For true multi-tenant isolation (multiple untrusted projects), a future architecture could:
- Run one container per project (each with its own bind mount)
- Use Docker's `--read-only` with specific writable mounts
- Apply seccomp/AppArmor profiles to limit syscalls
### 11. Image distribution
The single-container approach enables simple distribution:
```
docker pull ghcr.io/crashlabs/storkit:latest
docker run -e ANTHROPIC_API_KEY=sk-ant-... -v /my/project:/workspace -p 3001:3001 storkit
```
This is a massive UX improvement over "install Rust, install Node, install Claude Code, clone the repo, cargo build, etc."
## Recommendation
**Proceed with implementation.** The single-container Docker approach is viable and solves the stated goals:
1. **Host isolation** — achieved via standard Docker containerization
2. **Clean install/uninstall**`docker compose up` / `docker compose down -v`
3. **Reproducible environment** — Dockerfile pins all versions
4. **Distributable product**`docker pull` for new users
5. **Resource limits**`deploy.resources.limits` in compose
### Follow-up stories to create:
1. **Story: Implement Docker container build and CI** — Set up automated image builds, push to registry, test that the image works end-to-end with a sample project.

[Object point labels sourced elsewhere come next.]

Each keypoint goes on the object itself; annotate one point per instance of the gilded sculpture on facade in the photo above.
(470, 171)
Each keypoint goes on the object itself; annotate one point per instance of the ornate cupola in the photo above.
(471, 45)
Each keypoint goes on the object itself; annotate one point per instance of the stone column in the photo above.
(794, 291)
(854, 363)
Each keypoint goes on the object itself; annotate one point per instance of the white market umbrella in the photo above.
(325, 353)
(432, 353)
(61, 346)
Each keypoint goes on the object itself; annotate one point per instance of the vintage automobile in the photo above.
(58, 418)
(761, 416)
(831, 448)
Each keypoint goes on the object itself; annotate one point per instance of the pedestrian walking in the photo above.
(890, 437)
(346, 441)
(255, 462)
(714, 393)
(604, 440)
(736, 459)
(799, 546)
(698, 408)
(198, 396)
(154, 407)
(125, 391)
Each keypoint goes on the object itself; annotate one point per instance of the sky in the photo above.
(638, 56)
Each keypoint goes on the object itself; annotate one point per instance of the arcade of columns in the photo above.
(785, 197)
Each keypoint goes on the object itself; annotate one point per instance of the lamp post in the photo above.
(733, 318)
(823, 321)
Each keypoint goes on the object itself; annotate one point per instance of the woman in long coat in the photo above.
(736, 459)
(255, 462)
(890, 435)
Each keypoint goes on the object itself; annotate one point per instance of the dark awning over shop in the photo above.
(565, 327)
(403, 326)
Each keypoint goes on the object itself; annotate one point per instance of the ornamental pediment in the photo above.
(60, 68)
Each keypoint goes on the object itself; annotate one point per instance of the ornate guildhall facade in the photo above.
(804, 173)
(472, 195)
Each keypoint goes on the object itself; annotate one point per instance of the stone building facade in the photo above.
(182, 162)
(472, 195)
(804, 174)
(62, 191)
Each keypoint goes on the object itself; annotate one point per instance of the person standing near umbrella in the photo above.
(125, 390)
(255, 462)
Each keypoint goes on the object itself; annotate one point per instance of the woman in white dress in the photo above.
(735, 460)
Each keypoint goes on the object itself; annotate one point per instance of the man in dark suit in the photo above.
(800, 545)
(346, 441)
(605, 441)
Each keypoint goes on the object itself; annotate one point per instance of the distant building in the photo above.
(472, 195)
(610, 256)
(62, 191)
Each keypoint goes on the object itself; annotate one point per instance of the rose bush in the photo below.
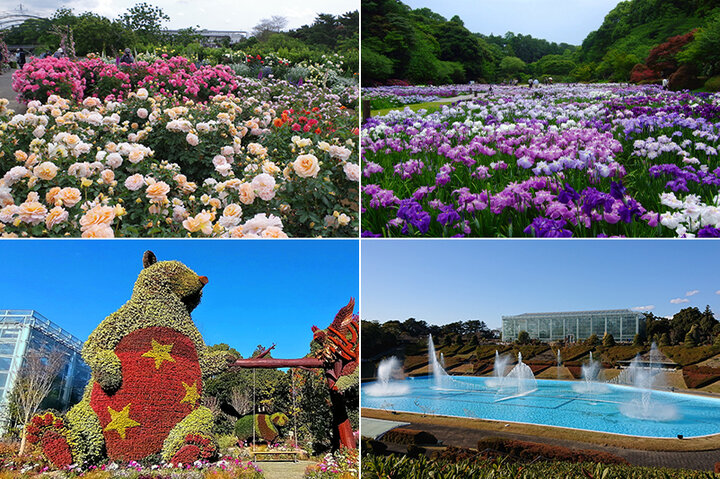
(87, 77)
(270, 160)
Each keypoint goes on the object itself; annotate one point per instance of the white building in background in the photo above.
(26, 330)
(622, 324)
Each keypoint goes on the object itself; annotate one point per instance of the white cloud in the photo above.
(183, 14)
(644, 308)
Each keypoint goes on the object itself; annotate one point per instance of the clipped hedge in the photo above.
(530, 450)
(409, 436)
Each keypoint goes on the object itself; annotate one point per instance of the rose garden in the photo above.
(239, 144)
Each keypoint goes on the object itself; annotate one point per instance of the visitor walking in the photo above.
(20, 57)
(127, 58)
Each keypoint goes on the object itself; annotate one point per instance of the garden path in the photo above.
(6, 91)
(284, 470)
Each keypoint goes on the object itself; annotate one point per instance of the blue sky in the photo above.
(557, 21)
(215, 15)
(441, 281)
(259, 292)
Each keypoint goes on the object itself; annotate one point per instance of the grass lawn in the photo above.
(430, 106)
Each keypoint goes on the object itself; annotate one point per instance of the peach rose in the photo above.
(56, 216)
(246, 193)
(98, 231)
(192, 139)
(51, 195)
(157, 192)
(45, 170)
(134, 182)
(97, 216)
(352, 171)
(273, 232)
(200, 222)
(306, 166)
(69, 196)
(32, 212)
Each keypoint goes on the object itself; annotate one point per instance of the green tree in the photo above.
(268, 26)
(691, 337)
(511, 66)
(704, 51)
(146, 21)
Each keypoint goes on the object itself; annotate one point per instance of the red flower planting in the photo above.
(162, 384)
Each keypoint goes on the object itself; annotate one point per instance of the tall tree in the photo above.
(146, 21)
(33, 383)
(268, 26)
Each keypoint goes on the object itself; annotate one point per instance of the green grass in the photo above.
(430, 106)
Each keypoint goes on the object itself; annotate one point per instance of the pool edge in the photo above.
(699, 443)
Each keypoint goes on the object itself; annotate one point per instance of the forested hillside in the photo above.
(420, 46)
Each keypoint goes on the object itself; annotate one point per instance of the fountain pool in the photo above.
(555, 403)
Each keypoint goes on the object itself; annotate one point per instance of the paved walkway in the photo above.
(468, 438)
(6, 91)
(284, 470)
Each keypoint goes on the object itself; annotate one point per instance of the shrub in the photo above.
(523, 337)
(687, 356)
(700, 376)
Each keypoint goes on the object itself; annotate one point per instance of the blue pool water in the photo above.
(555, 403)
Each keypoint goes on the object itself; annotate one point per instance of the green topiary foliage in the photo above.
(266, 426)
(148, 361)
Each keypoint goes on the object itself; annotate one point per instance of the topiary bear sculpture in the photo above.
(266, 426)
(148, 362)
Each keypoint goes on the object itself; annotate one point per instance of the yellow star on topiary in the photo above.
(120, 420)
(191, 394)
(159, 352)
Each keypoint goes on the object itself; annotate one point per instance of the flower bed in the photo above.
(343, 464)
(13, 467)
(272, 160)
(83, 78)
(560, 161)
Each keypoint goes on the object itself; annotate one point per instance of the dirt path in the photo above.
(284, 470)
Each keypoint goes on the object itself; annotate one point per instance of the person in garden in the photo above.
(127, 58)
(20, 57)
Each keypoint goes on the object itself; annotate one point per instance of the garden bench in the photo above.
(276, 454)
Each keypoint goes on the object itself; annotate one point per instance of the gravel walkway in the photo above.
(284, 470)
(6, 91)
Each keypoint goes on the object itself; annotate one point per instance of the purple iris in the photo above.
(547, 228)
(411, 211)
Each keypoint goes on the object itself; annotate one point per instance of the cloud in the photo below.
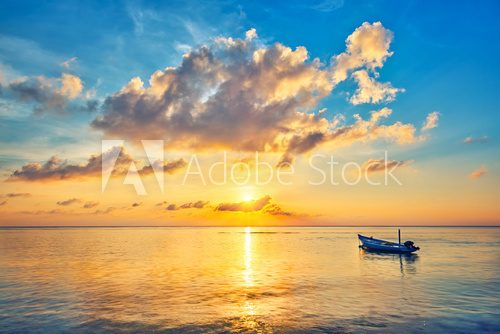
(377, 165)
(361, 130)
(431, 121)
(264, 205)
(189, 205)
(243, 95)
(104, 212)
(67, 63)
(12, 195)
(50, 95)
(371, 91)
(479, 140)
(368, 46)
(90, 205)
(286, 161)
(478, 173)
(57, 169)
(69, 201)
(42, 212)
(194, 205)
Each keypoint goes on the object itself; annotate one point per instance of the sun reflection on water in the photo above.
(248, 272)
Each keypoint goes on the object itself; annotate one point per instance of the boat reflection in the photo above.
(407, 262)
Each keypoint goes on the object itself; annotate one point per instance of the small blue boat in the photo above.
(377, 245)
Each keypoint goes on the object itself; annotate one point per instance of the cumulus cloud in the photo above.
(431, 121)
(57, 169)
(377, 165)
(69, 201)
(67, 63)
(478, 173)
(264, 205)
(286, 161)
(50, 95)
(368, 46)
(479, 140)
(243, 95)
(90, 205)
(371, 91)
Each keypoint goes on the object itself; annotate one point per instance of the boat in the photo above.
(378, 245)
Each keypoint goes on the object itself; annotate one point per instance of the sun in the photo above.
(248, 197)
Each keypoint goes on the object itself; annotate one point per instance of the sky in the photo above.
(231, 113)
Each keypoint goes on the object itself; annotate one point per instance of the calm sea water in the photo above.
(200, 280)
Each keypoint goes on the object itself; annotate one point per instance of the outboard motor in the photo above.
(411, 245)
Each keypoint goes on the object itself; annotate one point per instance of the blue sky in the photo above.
(445, 56)
(57, 58)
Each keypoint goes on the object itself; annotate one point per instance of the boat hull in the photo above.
(377, 245)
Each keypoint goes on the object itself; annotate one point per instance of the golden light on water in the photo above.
(247, 273)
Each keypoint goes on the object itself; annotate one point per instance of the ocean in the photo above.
(247, 280)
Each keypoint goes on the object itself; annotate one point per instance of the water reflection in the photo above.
(247, 273)
(244, 280)
(407, 262)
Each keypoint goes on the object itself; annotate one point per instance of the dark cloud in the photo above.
(69, 201)
(57, 169)
(378, 165)
(90, 205)
(51, 95)
(193, 205)
(263, 204)
(240, 94)
(189, 205)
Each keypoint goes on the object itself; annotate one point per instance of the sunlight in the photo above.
(247, 273)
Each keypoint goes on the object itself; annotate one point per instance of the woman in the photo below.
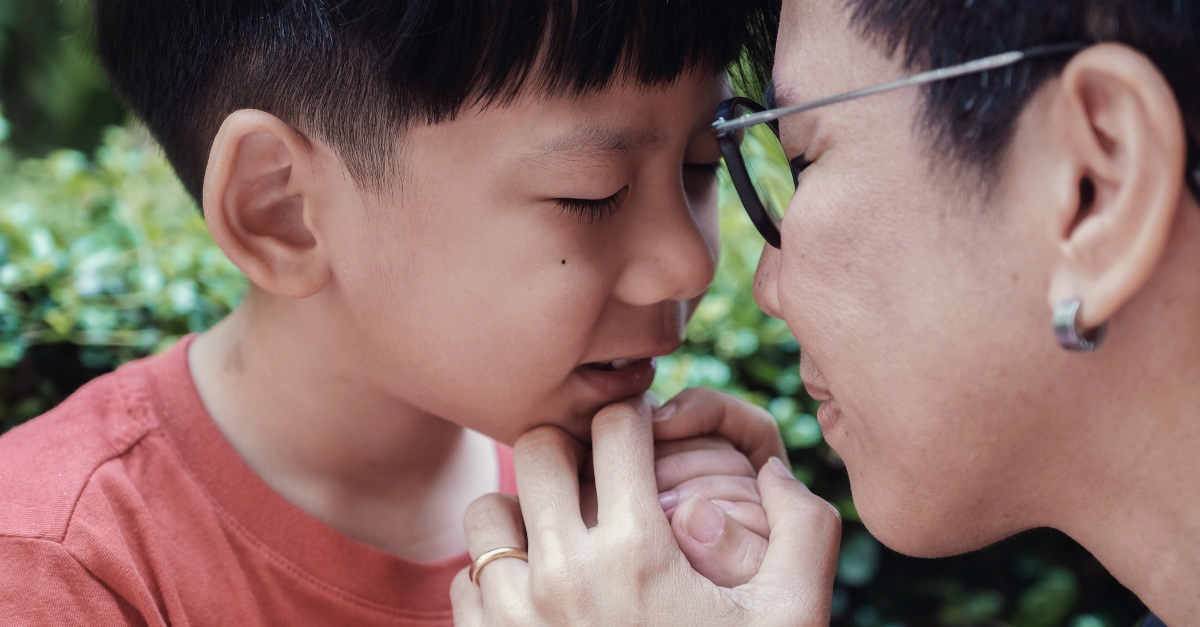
(996, 282)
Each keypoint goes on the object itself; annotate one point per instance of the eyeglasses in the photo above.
(766, 180)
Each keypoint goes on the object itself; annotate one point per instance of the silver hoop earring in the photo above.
(1071, 336)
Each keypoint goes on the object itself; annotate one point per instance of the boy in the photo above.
(460, 220)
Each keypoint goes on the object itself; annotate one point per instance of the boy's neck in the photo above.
(361, 461)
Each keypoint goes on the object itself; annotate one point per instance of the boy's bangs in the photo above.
(354, 72)
(471, 52)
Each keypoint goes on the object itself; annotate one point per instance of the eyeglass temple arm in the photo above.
(978, 65)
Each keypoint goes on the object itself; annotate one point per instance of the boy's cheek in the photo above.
(695, 303)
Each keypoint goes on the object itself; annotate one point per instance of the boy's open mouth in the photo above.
(616, 364)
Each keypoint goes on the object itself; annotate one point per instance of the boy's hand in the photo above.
(709, 493)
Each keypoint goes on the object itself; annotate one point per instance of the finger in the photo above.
(802, 556)
(718, 547)
(702, 411)
(466, 601)
(737, 489)
(750, 515)
(493, 521)
(623, 457)
(684, 466)
(547, 470)
(670, 447)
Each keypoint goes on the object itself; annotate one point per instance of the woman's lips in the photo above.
(619, 383)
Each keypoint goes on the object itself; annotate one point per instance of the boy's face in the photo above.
(521, 250)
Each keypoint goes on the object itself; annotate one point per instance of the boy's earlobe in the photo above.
(259, 205)
(1122, 129)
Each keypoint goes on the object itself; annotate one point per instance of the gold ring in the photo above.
(492, 555)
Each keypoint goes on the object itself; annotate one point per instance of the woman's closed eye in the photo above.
(798, 165)
(593, 209)
(706, 172)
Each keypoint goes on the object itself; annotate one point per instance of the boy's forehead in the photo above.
(599, 139)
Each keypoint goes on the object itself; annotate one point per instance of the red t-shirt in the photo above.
(126, 506)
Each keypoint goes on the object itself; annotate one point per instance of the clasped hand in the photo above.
(633, 565)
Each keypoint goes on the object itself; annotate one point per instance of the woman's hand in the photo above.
(628, 568)
(709, 493)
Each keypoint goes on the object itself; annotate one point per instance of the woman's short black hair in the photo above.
(355, 72)
(975, 117)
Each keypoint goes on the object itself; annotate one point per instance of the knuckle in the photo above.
(616, 418)
(538, 439)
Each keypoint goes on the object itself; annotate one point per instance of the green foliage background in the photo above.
(105, 258)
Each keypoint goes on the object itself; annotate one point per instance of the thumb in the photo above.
(715, 544)
(802, 556)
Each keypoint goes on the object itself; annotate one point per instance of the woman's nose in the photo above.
(766, 281)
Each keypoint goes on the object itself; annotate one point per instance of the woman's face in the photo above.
(921, 309)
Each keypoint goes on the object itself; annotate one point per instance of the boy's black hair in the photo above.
(355, 72)
(975, 115)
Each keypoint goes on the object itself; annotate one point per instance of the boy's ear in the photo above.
(259, 204)
(1123, 135)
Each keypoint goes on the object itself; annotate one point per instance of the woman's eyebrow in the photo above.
(598, 141)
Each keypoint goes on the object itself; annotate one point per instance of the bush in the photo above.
(101, 261)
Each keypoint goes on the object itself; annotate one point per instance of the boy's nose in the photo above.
(671, 258)
(766, 281)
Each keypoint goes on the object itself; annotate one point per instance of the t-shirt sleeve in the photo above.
(41, 584)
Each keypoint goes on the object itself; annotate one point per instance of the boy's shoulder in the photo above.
(47, 463)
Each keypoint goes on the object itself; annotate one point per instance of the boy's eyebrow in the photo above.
(599, 141)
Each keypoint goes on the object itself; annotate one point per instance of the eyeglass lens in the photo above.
(767, 165)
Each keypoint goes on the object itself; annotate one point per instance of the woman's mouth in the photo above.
(618, 378)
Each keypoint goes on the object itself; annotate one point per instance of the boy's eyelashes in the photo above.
(593, 209)
(706, 171)
(599, 209)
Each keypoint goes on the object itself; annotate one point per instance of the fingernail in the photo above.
(725, 505)
(706, 523)
(780, 469)
(652, 399)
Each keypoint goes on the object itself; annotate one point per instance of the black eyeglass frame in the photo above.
(726, 127)
(739, 174)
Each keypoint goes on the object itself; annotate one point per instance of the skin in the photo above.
(387, 339)
(923, 305)
(924, 310)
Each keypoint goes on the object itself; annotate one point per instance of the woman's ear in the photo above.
(259, 204)
(1122, 129)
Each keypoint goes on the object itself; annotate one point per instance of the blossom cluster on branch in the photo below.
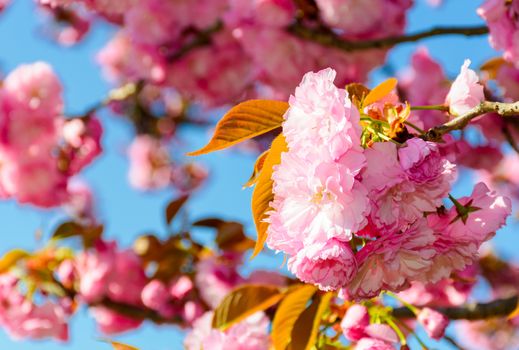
(355, 187)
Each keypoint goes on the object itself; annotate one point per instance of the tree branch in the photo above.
(479, 311)
(203, 38)
(330, 39)
(458, 123)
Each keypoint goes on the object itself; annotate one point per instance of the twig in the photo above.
(328, 38)
(458, 123)
(480, 311)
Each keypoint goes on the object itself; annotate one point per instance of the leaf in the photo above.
(11, 258)
(287, 313)
(492, 66)
(120, 346)
(209, 222)
(243, 302)
(244, 121)
(262, 194)
(173, 208)
(257, 169)
(304, 333)
(231, 237)
(381, 91)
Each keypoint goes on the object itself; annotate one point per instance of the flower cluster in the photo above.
(371, 219)
(356, 327)
(250, 334)
(22, 318)
(40, 150)
(152, 168)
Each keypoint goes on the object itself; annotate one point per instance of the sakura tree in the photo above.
(378, 193)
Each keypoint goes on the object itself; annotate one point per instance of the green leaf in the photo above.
(306, 328)
(243, 302)
(245, 121)
(262, 194)
(288, 312)
(173, 208)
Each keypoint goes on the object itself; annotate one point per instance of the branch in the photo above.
(480, 311)
(458, 123)
(330, 39)
(202, 38)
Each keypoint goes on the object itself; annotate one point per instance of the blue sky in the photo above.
(128, 213)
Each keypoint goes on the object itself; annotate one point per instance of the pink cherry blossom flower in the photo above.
(35, 88)
(363, 18)
(250, 334)
(405, 183)
(80, 201)
(501, 18)
(23, 319)
(453, 291)
(508, 79)
(434, 322)
(329, 266)
(393, 261)
(355, 321)
(124, 61)
(482, 223)
(83, 142)
(150, 165)
(38, 182)
(323, 203)
(155, 295)
(105, 271)
(213, 75)
(373, 344)
(466, 92)
(179, 288)
(425, 83)
(323, 135)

2. **Story: Target directory optimization** — Move `target/` to a named volume to avoid bind mount I/O overhead for cargo builds. Benchmark the improvement.
3. **Story: Git identity in container** — Configure git user.name/email inside the container (from env vars or mounted .gitconfig).
4. **Story: Per-project container isolation** — For multi-tenant deployments, run one storkit container per project with tighter security (read-only root, seccomp, no-new-privileges).
5. **Story: Health endpoint** — Add a `/health` HTTP endpoint to the storkit server for the Docker healthcheck.
### Risks and open questions:
- **Image size (~3-4 GB):** Acceptable for a dev tool but worth optimizing later. The Rust toolchain dominates.
- **Rust toolchain at runtime:** Required for rebuild_and_restart and agent cargo commands. Cannot be eliminated without changing the architecture.
- **Claude Code CLI updates:** The CLI version is pinned at image build time. Users need to rebuild the image to get updates. Could use a volume mount for the npm global dir to allow in-place updates.